The one constant element of agency IT projects

 

Connecting state and local government leaders

Creating a tag cloud from the GCN Awards' winning nominations reveals the one thing that, no matter the project, is on everyone's mind.

I recently copied the text of the nomination forms for the 10 projects that won this year’s GCN Awards (14,659 words in all) into TagCrowd, which automatically makes one of those bubble charts that visualize word frequency. It also shows related words in rough proximity to one another. Common words like “system” were filtered out.

I thought that, given the times and the nature of the awards, the word “savings” or least “cost” would have hit the top 50 words.  Nope, frugality was nowhere to be found. Neither was “computer,” “digital,” “cloud,” "laptop” or “server.”

The list of my incorrect assumptions goes on.

I should have guessed: “secure,” with 94 occurrences and positioned at the center of the chart, followed by health (72), users (61), online (60) and performance (38).

Now if I were to separately summarize the common themes from this year’s winning  systems, I would break it down like this.

E-health: Three of the 10 projects (see story on Page 6) are in fact related to health care and, specifically, in making personal and population health information available electronically to beneficiaries and public health officials. This is the year, in the eyes of the our judges, that government e-health systems punched through the doldrums of planning to make a statement of effectiveness and value. No, “value" wasn’t on the list either.

User services: Several of the winning projects involve harnessing the enterprise — or in some cases the cloud — to significantly improve practical electronic services to agency users and workgroups. The General Services Administration’s move to Google's Gmail, the State Department's consular modernization project, and the Internal Revenue Service’s Modernized e-File systems all represent the big system processing parceled out to agency rank and file.

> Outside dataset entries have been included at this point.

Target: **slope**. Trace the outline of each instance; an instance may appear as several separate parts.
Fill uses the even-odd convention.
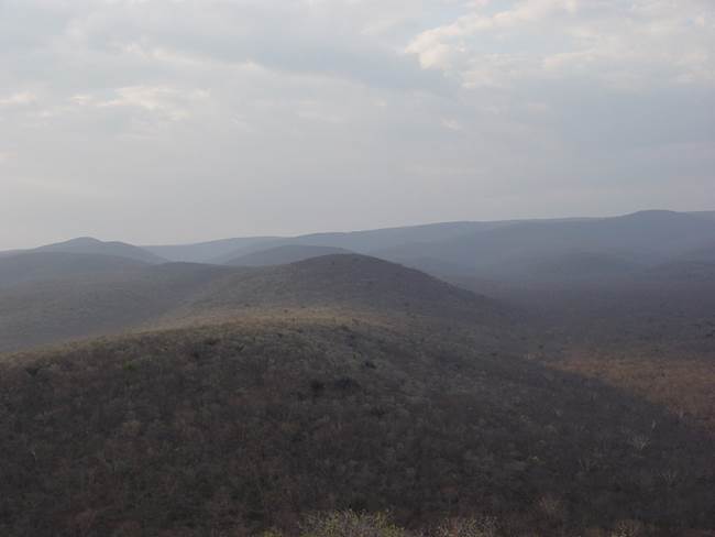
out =
[[[342,248],[334,246],[316,246],[311,244],[286,244],[283,246],[270,248],[266,250],[258,250],[252,253],[246,253],[232,260],[227,261],[224,264],[233,266],[268,266],[268,265],[285,265],[288,263],[296,263],[305,261],[310,257],[319,257],[321,255],[351,253]]]
[[[91,237],[81,237],[66,242],[47,244],[45,246],[36,248],[34,251],[114,255],[117,257],[128,257],[154,264],[164,263],[166,261],[158,255],[154,255],[146,250],[132,244],[127,244],[125,242],[105,242],[92,239]]]
[[[343,507],[715,527],[711,439],[466,329],[306,311],[97,341],[0,363],[0,401],[9,537],[255,535]]]
[[[586,221],[524,222],[452,240],[404,244],[374,252],[417,267],[438,260],[461,275],[524,277],[532,263],[554,264],[573,252],[620,257],[629,266],[657,264],[712,243],[715,221],[696,215],[644,211]],[[524,266],[524,270],[519,270]],[[612,265],[613,266],[613,265]]]
[[[129,257],[66,252],[28,252],[0,257],[0,287],[26,282],[135,271],[146,263]]]
[[[176,263],[0,291],[0,352],[129,329],[318,307],[494,324],[507,318],[492,300],[361,255],[262,268]]]

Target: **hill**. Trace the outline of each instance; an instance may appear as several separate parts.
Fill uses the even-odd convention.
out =
[[[342,248],[334,246],[286,244],[284,246],[275,246],[240,255],[227,261],[224,264],[233,266],[285,265],[288,263],[305,261],[310,257],[319,257],[321,255],[341,253],[346,254],[351,252]]]
[[[116,257],[128,257],[145,263],[164,263],[165,259],[160,257],[146,250],[125,242],[105,242],[91,237],[81,237],[66,242],[57,242],[34,249],[34,252],[64,252],[113,255]]]
[[[344,507],[505,535],[715,527],[712,439],[457,326],[304,311],[102,340],[6,359],[0,401],[9,537],[249,535]]]
[[[299,237],[277,238],[251,245],[242,245],[238,250],[211,260],[215,263],[227,261],[265,250],[284,245],[314,245],[329,246],[367,254],[382,249],[394,248],[405,243],[420,241],[446,240],[477,230],[494,229],[510,222],[444,222],[428,223],[424,226],[408,226],[402,228],[383,228],[365,231],[350,231],[336,233],[311,233]]]
[[[0,352],[286,308],[503,322],[504,308],[418,271],[361,255],[262,268],[170,263],[0,289]]]
[[[135,271],[146,263],[129,257],[65,252],[28,252],[0,257],[0,287]]]
[[[278,240],[278,237],[249,237],[237,239],[221,239],[218,241],[197,242],[194,244],[173,244],[142,246],[144,250],[158,255],[160,257],[185,262],[185,263],[209,263],[218,257],[233,256],[257,244]]]
[[[514,275],[512,267],[558,265],[573,252],[580,252],[601,257],[600,263],[605,257],[619,259],[627,275],[634,266],[664,262],[703,244],[712,244],[714,238],[715,221],[712,219],[671,211],[644,211],[593,220],[521,222],[455,239],[403,244],[373,254],[416,267],[420,267],[422,260],[439,260],[457,267],[462,276],[501,278]],[[609,265],[609,271],[615,267],[613,263]],[[516,275],[526,272],[516,271]]]

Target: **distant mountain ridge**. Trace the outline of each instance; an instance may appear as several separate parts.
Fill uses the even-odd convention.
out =
[[[224,264],[232,266],[268,266],[296,263],[311,257],[333,254],[349,254],[350,250],[336,246],[315,246],[311,244],[286,244],[239,255]]]
[[[166,263],[0,288],[0,352],[316,308],[453,322],[505,320],[504,308],[494,300],[364,255],[326,255],[267,267]]]
[[[145,263],[165,263],[166,260],[146,250],[125,242],[105,242],[91,237],[80,237],[34,249],[35,252],[91,253],[128,257]]]

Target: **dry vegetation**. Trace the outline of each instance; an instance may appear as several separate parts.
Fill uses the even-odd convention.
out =
[[[0,534],[296,535],[344,508],[410,531],[715,527],[713,442],[658,406],[488,330],[296,311],[7,359]]]

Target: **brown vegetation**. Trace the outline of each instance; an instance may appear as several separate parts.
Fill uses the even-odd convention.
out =
[[[0,534],[290,533],[343,508],[509,535],[715,526],[711,440],[421,322],[294,311],[11,357]]]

Extraordinary response: Several of the project winners involve the work of teams that, under tremendous time and pressure to maintain the safety of people or soldiers on the battlefield, mounted a rapid team response to highly complex technical problems.

One project, the Army’s Combat Service Satellite Network team, found a way to deliver satellite bandwidth to troops in the remote terrain of Afghanistan when existing available commercial satellite capacity was all but used up. And the Transportation Security Administration successfully took over a job that had bedeviled the airline industry: creating an effective airline passenger watch-list system.

Only one project — Boston’s Citizen Connect — involved social media, a realm where large federal and state government agencies are still finding their footing. Cities, where government is nose to nose with constituents, are an ideal proving ground for the use of social media in government. They will show their federal and state counterparts the way ahead.

Speaking of social media, TagCrowd did produce the keyword that links all these projects: security, as in health information security, transportation security, communications security, military security. It shows that uncertain information security characterizes even the most otherwise successful government IT projects. I’ll bet that next year, it earns the biggest TagCrowd bubble, too.